Now comes research that shows the drugs actually cause the symptoms they are supposed to treat. A new study just published in Gastroenterology, the official journal of the American Gastroenterological Association (AGA) Institute, found that taking a PPI drug for eight weeks induced acid-related symptoms including heartburn, acid regurgitation and dyspepsia in healthy individuals soon after they stopped taking the pills.

"The observation that more than 40 percent of healthy volunteers, who have never been bothered by heartburn, acid regurgitation or dyspepsia, develop such symptoms in the weeks after cessation of PPIs is remarkable and has potentially important clinical and economic implications," Christina Reimer, MD, of Copenhagen University and lead author of the study, said in a statement to the media. "This study indicates unrecognized aspects of PPI withdrawal and is a very strong indication of a clinically significant acid rebound phenomenon that needs to be investigated in proper patient populations."

In the randomized double-blind placebo-controlled trial, the scientists investigated whether long-term treatment with a PPI could cause a dependency state. Specifically, they wanted to see if patients would need non-stop, continuous treatment with the drugs due to rebound acid hypersecretion when the medications were stopped. In all, 120 healthy participants were randomized to about three months of taking inactive placebo pills or 40 mg. of the PPI drug esomeprazole (brand names: Nexium, Esotrex) daily. This was followed by having all the research subjects take a placebo for another four weeks. A Gastrointestinal Symptom Rating Scale (GSRS) was filled out weekly by those participating in the study.

During the first two weeks after withdrawal of the PPI, the majority of research participants began to have mild to moderate indigestion discomfort. What's more, the GSRS scores for acid-related symptoms were significantly higher in the PPI group during weeks 10, 11 and 12 of the study. In fact, 44 percent of the people taking the PPI experienced at least one worrisome acid-related symptom in weeks nine through 12 compared to only 15 percent in the control taking placebo pills. About 22 percent of people in the PPI group complained of dyspepsia, heartburn or acid regurgitation in week 10 and 11; around 21 percent of the research subjects had indigestion problems in week 12 of the study. However, those in the placebo group reported indigestion and reflux symptoms at a far lower rate. Only about seven, five and two percent of them had heartburn or other related problems during weeks 10, 11 and 12 of the study.

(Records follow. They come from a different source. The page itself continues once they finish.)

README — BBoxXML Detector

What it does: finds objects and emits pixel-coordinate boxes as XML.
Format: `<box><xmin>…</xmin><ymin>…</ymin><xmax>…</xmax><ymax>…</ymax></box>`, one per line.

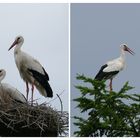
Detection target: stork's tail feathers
<box><xmin>28</xmin><ymin>69</ymin><xmax>53</xmax><ymax>98</ymax></box>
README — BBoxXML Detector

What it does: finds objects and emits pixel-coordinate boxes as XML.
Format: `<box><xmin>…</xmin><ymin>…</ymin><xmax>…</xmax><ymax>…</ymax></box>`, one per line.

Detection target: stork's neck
<box><xmin>0</xmin><ymin>73</ymin><xmax>6</xmax><ymax>83</ymax></box>
<box><xmin>120</xmin><ymin>48</ymin><xmax>125</xmax><ymax>61</ymax></box>
<box><xmin>14</xmin><ymin>42</ymin><xmax>23</xmax><ymax>54</ymax></box>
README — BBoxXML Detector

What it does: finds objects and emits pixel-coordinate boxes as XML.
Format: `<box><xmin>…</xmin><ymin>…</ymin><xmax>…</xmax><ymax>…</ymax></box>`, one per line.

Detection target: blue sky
<box><xmin>71</xmin><ymin>3</ymin><xmax>140</xmax><ymax>134</ymax></box>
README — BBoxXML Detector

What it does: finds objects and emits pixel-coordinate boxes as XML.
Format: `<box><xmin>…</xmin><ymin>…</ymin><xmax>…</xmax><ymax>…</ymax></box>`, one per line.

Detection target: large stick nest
<box><xmin>0</xmin><ymin>93</ymin><xmax>68</xmax><ymax>137</ymax></box>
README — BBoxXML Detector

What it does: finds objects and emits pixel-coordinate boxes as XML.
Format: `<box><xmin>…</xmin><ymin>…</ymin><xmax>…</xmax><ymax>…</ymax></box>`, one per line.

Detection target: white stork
<box><xmin>9</xmin><ymin>36</ymin><xmax>53</xmax><ymax>103</ymax></box>
<box><xmin>95</xmin><ymin>44</ymin><xmax>135</xmax><ymax>91</ymax></box>
<box><xmin>0</xmin><ymin>69</ymin><xmax>27</xmax><ymax>103</ymax></box>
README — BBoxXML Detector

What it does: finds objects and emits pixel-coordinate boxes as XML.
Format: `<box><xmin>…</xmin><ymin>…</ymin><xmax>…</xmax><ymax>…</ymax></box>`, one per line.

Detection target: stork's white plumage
<box><xmin>9</xmin><ymin>36</ymin><xmax>53</xmax><ymax>101</ymax></box>
<box><xmin>95</xmin><ymin>44</ymin><xmax>134</xmax><ymax>90</ymax></box>
<box><xmin>0</xmin><ymin>69</ymin><xmax>27</xmax><ymax>103</ymax></box>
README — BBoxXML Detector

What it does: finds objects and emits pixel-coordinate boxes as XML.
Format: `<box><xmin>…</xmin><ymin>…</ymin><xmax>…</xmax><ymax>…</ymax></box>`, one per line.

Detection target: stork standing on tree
<box><xmin>95</xmin><ymin>44</ymin><xmax>135</xmax><ymax>91</ymax></box>
<box><xmin>9</xmin><ymin>36</ymin><xmax>53</xmax><ymax>103</ymax></box>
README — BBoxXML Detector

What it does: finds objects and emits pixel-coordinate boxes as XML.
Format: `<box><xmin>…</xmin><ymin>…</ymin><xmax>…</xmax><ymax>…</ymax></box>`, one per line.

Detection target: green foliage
<box><xmin>74</xmin><ymin>75</ymin><xmax>140</xmax><ymax>137</ymax></box>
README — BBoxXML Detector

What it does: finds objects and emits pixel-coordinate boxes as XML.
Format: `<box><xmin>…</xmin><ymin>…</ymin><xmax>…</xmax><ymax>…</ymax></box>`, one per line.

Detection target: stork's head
<box><xmin>0</xmin><ymin>69</ymin><xmax>6</xmax><ymax>82</ymax></box>
<box><xmin>121</xmin><ymin>44</ymin><xmax>135</xmax><ymax>55</ymax></box>
<box><xmin>8</xmin><ymin>36</ymin><xmax>24</xmax><ymax>51</ymax></box>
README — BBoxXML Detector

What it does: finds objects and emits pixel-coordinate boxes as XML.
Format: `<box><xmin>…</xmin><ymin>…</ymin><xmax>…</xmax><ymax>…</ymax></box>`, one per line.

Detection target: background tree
<box><xmin>74</xmin><ymin>75</ymin><xmax>140</xmax><ymax>137</ymax></box>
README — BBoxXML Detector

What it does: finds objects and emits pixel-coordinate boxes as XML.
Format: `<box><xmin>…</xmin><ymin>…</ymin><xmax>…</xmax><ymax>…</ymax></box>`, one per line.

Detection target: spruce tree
<box><xmin>74</xmin><ymin>75</ymin><xmax>140</xmax><ymax>137</ymax></box>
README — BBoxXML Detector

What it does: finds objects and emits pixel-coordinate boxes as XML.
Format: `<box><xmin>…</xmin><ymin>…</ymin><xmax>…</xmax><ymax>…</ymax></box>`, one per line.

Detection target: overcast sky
<box><xmin>71</xmin><ymin>4</ymin><xmax>140</xmax><ymax>134</ymax></box>
<box><xmin>0</xmin><ymin>4</ymin><xmax>68</xmax><ymax>110</ymax></box>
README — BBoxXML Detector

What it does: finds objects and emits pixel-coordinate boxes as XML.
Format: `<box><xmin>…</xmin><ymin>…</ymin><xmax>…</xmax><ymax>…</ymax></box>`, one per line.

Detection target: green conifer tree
<box><xmin>74</xmin><ymin>75</ymin><xmax>140</xmax><ymax>137</ymax></box>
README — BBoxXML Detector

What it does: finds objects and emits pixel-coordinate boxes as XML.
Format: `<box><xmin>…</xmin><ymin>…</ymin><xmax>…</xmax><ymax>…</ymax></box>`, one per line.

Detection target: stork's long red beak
<box><xmin>126</xmin><ymin>47</ymin><xmax>135</xmax><ymax>55</ymax></box>
<box><xmin>8</xmin><ymin>39</ymin><xmax>18</xmax><ymax>51</ymax></box>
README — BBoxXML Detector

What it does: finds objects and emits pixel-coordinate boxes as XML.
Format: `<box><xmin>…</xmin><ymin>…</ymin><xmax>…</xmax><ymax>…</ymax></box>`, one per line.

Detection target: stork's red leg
<box><xmin>26</xmin><ymin>82</ymin><xmax>29</xmax><ymax>101</ymax></box>
<box><xmin>31</xmin><ymin>84</ymin><xmax>34</xmax><ymax>104</ymax></box>
<box><xmin>109</xmin><ymin>78</ymin><xmax>113</xmax><ymax>91</ymax></box>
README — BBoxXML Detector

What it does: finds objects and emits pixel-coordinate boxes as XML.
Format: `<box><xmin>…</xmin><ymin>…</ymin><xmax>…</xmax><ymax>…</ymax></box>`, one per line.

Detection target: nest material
<box><xmin>0</xmin><ymin>94</ymin><xmax>68</xmax><ymax>137</ymax></box>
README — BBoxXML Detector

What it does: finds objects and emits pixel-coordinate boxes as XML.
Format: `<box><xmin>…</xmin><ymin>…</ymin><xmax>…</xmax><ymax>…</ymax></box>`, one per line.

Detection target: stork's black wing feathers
<box><xmin>28</xmin><ymin>68</ymin><xmax>53</xmax><ymax>97</ymax></box>
<box><xmin>95</xmin><ymin>64</ymin><xmax>119</xmax><ymax>81</ymax></box>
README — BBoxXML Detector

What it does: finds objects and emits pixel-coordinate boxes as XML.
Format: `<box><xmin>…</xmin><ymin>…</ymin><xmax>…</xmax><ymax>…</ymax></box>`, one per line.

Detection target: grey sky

"We find it highly likely that the symptoms observed in this trial are caused by rebound acid hypersecretion and that this phenomenon is equally relevant in patients treated long term with PPIs. If rebound acid hypersecretion induces acid-related symptoms, this might lead to PPI dependency. Our results justify the speculation that PPI dependency could be one of the explanations for the rapidly and continuously increasing use of PPIs," Dr. Reimer stated.

In the media statement, the researchers noted previous research has have shown that about 33 percent of patients who start taking PPI drugs keep on refilling their prescriptions. So why do they need maintenance therapy if these drugs are supposed to successfully treat GERD and related conditions? Reimer's research strongly indicates it's because when people try to stop taking PPIs, they experience an increase in gastric acid secretion that soars beyond their pre-treatment levels. Within two weeks after withdrawal from treatment, they experience even worse heartburn, regurgitation and other GERD symptoms than ever -- so they have to go right back on the expensive PPI drug therapy.